2. In the uncertainty of our lives. In all seasons the blade dies. Every moment some grass withers. Every second some man dies—either the infant, the youth, or the aged. But we know not the day or the hour.
3. In the unnoticeableness of our dissolution. Unnumbered blades of grass wither and die every day, yet the landscape is as beautiful as ever, for others spring up and take their place. So with man.

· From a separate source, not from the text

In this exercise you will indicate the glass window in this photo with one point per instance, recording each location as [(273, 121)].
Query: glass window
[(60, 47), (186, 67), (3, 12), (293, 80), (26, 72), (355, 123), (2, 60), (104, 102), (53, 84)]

Multitudes are dying every day, but all goes on as usual. [1578]
[1578] If the death of ordinary individuals be but as the casting of a pebble from the seashore into the ocean, which is neither missed from the one nor sensibly gained by the other, the death of the more extraordinary ones is but as the foundering of a piece of rock into the abyss beneath: it makes at the time a great splash, but the wave it raises soon subsides into a ripple, and the ripple itself soon sinks to a placid level.—J. A. James.
CONCLUSION.—What effect ought these truths to produce? They should lead,
1. To the diligent improvement of human life. The great business of life is to know and serve God (1 Chronicles 28:9; 1 Corinthians 6:19; 1 Timothy 4:8; Philippians 3:8; Ecclesiastes 12:13). Can anything be more important, more rational, more excellent? To seek and secure the salvation of your soul. What a work to be accomplished! and all during this short, this uncertain life! Be diligent.
2. To constant readiness for death (H. E. I. 1562–1566; P. D. 730, 734).—Alfred Tucker.